As with any business, law firms in California generally want as many clients as they can get. A steady client load is the lifeblood of a firm, whether you are talking about a solo practice or a powerful international firm with hundreds of attorneys.
However, the more clients you have, the more likely it becomes that two or more of your clients know each other. They may even have conflicting legal or professional goals. For example, they could be businesses in the same field. Representing both of them could be a conflict of interest.

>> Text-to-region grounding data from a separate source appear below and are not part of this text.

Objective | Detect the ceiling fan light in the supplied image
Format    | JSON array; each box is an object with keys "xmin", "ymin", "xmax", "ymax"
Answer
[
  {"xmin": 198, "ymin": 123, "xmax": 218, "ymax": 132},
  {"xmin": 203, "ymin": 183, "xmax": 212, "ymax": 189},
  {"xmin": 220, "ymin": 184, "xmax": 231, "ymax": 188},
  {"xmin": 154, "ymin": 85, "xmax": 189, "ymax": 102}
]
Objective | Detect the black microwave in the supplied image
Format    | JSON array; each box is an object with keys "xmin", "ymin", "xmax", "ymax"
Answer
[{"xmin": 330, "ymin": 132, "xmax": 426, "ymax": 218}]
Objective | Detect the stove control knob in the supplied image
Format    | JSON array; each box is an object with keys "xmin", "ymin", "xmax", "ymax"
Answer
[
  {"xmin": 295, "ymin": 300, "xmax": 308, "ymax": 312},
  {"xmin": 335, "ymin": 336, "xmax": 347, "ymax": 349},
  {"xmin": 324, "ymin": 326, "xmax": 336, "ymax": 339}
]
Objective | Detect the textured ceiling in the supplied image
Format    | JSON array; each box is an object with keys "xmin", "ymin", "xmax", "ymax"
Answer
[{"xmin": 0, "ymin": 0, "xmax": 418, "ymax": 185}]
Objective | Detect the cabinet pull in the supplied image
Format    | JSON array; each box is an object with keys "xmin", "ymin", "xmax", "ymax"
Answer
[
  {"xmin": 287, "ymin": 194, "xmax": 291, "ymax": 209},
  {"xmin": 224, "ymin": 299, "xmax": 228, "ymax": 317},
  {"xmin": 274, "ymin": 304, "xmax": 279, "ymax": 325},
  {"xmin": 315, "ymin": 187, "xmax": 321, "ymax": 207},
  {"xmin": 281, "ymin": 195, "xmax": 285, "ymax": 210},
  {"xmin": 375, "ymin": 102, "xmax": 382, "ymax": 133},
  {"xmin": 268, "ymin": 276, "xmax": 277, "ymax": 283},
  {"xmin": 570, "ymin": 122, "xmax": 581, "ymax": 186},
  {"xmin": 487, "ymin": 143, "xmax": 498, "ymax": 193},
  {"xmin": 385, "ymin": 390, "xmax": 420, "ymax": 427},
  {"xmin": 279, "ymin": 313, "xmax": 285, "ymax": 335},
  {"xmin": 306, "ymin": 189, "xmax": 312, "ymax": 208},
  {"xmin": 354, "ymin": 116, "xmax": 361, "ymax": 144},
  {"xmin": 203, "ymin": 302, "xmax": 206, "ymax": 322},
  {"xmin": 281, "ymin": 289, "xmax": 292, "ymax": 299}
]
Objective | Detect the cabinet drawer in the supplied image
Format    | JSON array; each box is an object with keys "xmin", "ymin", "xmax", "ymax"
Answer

In other cases, the attorney him- or herself has a professional or personal relationship that makes proper representation of a potential client impossible.
The California Bar Association has a rule in place that forbids conflicts of interest, which it calls “the representation of adverse interests.” The secret to avoiding many accusations of conflict of interest, a form of legal malpractice, is to make sure that the client knows about the potential conflict before he or she decides to hire the attorney.
The bar association forbids representation of clients in many potential conflict of interest cases, unless the attorney provides written disclosure first. This includes situations where the attorney has a prior relationship with another party or witness in the client’s legal matter, or someone who would be “affected substantially” by the case. It also refers to representing more than one party in a matter when the parties’ interests could conflict.
If the client wishes to hire the lawyer despite a possible conflict, the attorney must get informed written consent from the client. This will show that the client understood the situation and hired the lawyer anyway.
An attorney who fails to let you know about a relationship that conflicts with your case is guilty of legal malpractice. The failure to disclose could jeopardize your ability to get justice. Litigation against the attorney who harmed you could make up for that injustice.